The stadium is expected to be completed in 2027, when it will have a capacity for 105,000 spectators. This will be when the club will really see the benefits of the stadium, with increased revenues, especially coming from the more than 9,000 VIP seats in the stadium. 

Consulting firm Legends predicted that, once the Spotify Camp Nou is totally finished and operational, Barça would generate €346 million per year from it. Club president Joan Laporta, on the other hand, put the estimates at even higher, above €400 million annually.

The club expects to make €120 million annually from VIP seats alone, and around €80 million in the new museum. 

Outside FC Barcelona's Spotify Camp Nou stadium on November 7, 2025
Outside FC Barcelona's Spotify Camp Nou stadium on November 7, 2025 / Gerard Escaich Folch

VIP seats are already on sale for May’s clásico against Real Madrid, at the lofty sum of €4,000 a piece.

These VIP seats and corporate boxes come with full hospitality packages, with gourmet food and drinks available before, during, and after the matches. 

Additionally, a return to the Camp Nou means Barça no longer have to rent the Olympic Stadium anymore, which they’ve spent about €25 million on so far. They will, however, move back to Montjuïc for a period once construction on the Camp Nou’s roof begins, but this phase of works isn’t expected to last anywhere near as long as their previous stay in their temporary home.

What will all this mean?

The club still has huge debts, but when Joan Laporta took over the reins in 2021, one of the first tasks on hand was to restructure that debt, pushing back the more immediate payments necessary, and the board devised the Camp Nou refurbishment plans as a means of generating long-term income to pay off those debts. 
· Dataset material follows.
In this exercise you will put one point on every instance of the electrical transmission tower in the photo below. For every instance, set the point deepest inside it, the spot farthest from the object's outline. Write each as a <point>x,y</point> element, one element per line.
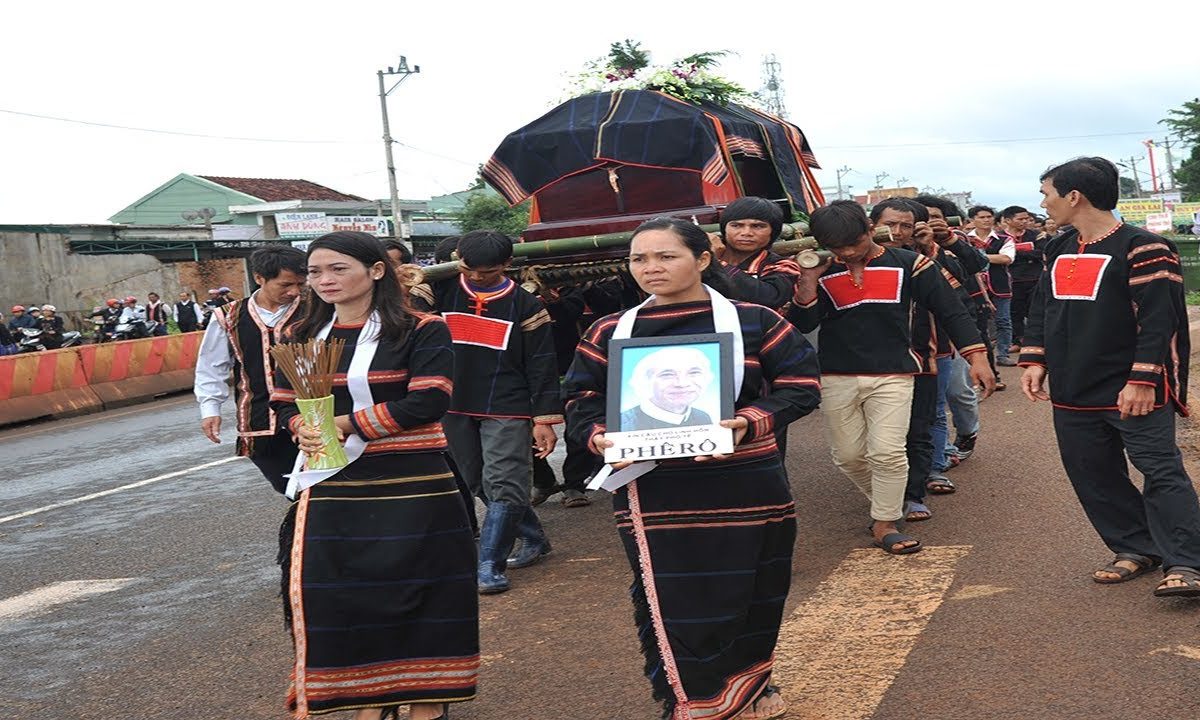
<point>773,87</point>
Additionally, the return to their iconic home stadium will be a massive step towards getting back to La Liga’s 1:1 financial fair play rule. La Liga’s spending rules say that clubs can only spend relative to what they earn, and the 1:1 rule states that a club can spend the same amount of money on signings as it earns, whether from sales or salary savings. 

When a club’s proportion of expenditure and income is imbalanced, they are only able to invest €1 for every €2 they generate, with the aim of preventing clubs from accumulating too much debt.
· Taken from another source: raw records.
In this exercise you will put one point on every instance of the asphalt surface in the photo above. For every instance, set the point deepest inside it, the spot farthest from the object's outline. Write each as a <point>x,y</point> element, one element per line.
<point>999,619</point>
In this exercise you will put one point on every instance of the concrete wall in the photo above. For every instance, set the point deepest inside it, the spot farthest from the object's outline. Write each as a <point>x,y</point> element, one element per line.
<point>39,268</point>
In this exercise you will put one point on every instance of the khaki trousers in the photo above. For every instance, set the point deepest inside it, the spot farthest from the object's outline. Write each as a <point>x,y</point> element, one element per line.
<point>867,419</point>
La Liga prevent clubs from registering their players if they are in breach of these limits, leading to scenarios such as the one seen last year when Barça were unable to register Dani Olmo and Pau Víctor for some days – a saga that was eventually resolved after governmental interference. 

The return to the Camp Nou will be a godsend for what FC Barcelona can spend on player signings and wages as well, potentially attracting more talent to Catalonia, launching another of Laporta’s virtuous cycles of spending leading to more and more income.